Antibodies; Bats; Rabies; Viral isolation
Steps to facilitate inter-jurisdictional collaboration nationally and continentally have been critical for implementing and conducting coordinated wildlife rabies management programs that rely heavily on oral rabies vaccination (ORV). Formation of a national rabies management team has been pivotal for coordinated ORV programs in the United States of America. The signing of the North American Rabies Management Plan extended a collaborative framework for coordination of surveillance, control, and research in border areas among Canada, Mexico, and the US. Advances in enhanced surveillance have facilitated sampling of greater scope and intensity near ORV zones for improved rabies management decision-making in real time. The value of enhanced surveillance as a complement to public health surveillance was best illustrated in Ohio during 2007, where 19 rabies cases were detected that were critical for the formulation of focused contingency actions for controlling rabies in this strategically key area. Diverse complexities and challenges are commonplace when applying ORV to control rabies in wild meso-carnivores.

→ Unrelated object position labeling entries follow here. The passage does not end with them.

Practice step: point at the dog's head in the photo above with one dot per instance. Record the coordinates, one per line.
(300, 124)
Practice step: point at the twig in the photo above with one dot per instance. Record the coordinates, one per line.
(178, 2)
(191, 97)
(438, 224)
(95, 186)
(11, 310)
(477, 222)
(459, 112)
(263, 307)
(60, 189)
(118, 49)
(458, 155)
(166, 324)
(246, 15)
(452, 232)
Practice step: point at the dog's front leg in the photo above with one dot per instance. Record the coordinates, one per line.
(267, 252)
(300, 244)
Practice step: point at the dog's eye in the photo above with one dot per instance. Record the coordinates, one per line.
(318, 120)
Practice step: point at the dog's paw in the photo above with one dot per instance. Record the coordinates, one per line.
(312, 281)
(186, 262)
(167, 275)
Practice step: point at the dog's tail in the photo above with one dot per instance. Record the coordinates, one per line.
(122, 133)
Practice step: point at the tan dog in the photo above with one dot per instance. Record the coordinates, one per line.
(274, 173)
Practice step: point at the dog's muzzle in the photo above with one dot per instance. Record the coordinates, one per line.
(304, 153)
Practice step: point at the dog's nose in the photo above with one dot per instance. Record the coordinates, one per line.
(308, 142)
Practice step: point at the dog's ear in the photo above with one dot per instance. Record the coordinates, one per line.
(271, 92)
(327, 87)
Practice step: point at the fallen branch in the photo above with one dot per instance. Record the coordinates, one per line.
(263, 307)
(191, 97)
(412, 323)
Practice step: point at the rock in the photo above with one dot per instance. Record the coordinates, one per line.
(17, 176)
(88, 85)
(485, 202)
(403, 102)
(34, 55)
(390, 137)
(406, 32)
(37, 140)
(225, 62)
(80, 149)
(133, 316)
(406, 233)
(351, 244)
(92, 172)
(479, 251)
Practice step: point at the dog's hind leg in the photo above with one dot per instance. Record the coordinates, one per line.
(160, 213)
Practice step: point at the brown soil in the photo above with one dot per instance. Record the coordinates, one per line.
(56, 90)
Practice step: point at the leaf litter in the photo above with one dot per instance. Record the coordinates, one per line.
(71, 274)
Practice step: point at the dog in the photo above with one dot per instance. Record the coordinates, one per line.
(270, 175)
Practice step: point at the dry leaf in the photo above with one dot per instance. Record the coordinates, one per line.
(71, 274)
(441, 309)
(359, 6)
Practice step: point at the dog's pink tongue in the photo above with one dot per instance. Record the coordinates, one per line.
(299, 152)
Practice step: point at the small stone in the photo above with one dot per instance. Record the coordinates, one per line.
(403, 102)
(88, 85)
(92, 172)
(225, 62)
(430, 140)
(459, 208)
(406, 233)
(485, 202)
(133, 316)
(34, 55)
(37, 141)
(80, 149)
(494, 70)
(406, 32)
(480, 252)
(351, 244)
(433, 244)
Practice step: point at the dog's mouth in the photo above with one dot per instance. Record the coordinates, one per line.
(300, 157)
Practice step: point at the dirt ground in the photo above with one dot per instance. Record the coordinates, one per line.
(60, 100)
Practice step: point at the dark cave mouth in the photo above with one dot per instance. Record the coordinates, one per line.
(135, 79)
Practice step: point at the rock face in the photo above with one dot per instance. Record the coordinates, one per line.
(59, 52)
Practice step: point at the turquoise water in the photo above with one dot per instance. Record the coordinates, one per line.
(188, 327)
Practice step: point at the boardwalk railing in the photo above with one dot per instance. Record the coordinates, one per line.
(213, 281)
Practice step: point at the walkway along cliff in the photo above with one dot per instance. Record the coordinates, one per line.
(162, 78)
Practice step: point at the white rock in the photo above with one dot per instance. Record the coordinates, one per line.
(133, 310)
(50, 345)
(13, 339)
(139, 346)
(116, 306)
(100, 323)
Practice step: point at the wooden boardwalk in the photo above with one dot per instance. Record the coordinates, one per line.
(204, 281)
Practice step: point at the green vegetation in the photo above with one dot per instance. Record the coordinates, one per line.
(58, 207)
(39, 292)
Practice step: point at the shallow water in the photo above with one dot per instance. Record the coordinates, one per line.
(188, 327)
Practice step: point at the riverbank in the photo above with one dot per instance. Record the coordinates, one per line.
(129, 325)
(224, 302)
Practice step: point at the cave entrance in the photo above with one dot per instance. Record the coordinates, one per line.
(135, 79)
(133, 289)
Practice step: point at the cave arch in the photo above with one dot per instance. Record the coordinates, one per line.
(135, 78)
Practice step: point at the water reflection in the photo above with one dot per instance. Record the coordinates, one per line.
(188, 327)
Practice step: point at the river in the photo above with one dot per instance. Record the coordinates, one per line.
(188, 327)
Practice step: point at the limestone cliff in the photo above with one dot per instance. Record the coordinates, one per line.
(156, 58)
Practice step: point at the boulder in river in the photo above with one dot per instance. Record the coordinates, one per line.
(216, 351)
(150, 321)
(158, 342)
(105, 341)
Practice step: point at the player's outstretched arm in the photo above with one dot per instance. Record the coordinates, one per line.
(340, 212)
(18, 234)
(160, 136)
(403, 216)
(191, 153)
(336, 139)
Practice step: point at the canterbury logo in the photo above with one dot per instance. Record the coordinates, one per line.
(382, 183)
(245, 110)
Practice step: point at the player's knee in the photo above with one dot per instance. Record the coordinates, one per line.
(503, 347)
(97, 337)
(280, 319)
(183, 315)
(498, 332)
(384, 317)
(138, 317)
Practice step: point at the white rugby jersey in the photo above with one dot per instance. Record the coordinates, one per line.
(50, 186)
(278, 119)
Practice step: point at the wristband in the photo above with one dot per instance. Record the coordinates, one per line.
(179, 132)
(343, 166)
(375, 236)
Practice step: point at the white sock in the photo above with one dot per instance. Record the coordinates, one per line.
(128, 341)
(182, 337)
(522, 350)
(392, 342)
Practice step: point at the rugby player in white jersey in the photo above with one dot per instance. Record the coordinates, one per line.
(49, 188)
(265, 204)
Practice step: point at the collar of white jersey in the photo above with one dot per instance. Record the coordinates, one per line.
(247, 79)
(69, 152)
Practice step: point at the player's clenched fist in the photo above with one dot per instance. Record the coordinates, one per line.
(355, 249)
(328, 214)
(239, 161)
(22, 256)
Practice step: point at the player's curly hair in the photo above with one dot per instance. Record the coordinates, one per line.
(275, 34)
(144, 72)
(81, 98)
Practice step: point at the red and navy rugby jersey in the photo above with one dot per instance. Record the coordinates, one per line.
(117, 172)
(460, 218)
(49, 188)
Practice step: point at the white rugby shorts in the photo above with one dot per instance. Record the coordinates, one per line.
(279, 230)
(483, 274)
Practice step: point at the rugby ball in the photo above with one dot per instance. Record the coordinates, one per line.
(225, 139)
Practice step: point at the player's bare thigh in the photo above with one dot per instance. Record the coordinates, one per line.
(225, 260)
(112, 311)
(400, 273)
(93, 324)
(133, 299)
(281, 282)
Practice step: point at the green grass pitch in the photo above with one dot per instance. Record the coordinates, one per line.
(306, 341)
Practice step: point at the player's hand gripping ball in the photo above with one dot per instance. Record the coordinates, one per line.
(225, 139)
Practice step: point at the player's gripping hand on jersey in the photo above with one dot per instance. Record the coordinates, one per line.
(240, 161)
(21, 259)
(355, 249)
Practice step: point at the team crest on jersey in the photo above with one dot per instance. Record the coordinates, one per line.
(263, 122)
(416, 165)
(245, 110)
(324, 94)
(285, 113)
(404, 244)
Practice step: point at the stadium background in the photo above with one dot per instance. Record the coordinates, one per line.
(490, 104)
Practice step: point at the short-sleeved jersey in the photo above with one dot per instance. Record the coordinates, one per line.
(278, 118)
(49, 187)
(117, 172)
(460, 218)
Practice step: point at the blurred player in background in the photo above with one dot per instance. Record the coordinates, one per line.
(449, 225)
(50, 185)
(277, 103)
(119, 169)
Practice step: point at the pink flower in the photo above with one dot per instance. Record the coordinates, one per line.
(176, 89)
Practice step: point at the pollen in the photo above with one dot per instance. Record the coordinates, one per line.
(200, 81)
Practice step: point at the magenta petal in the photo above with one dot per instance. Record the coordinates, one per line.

Nevertheless, intervention has resulted in notable successes, including the elimination of an arctic fox (Vulpes lagopus) rabies virus variant in most of southern Ontario, Canada, with ancillary benefits of elimination extending into Quebec and the northeastern US. Progress continues with ORV toward preventing the spread and working toward elimination of a unique variant of gray fox (Urocyon cinereoargenteus) rabies in west central Texas. Elimination of rabies in coyotes (Canis latrans) through ORV contributed to the US being declared free of canine rabies in 2007. Raccoon (Procyon lotor) rabies control continues to present the greatest challenges among meso-carnivore rabies reservoirs, yet to date intervention has prevented this variant from gaining a broad geographic foothold beyond ORV zones designed to prevent its spread from the eastern US. Progress continues toward the development and testing of new bait-vaccine combinations that increase the chance for improved delivery and performance in the diverse meso-carnivore rabies reservoir complex in the US.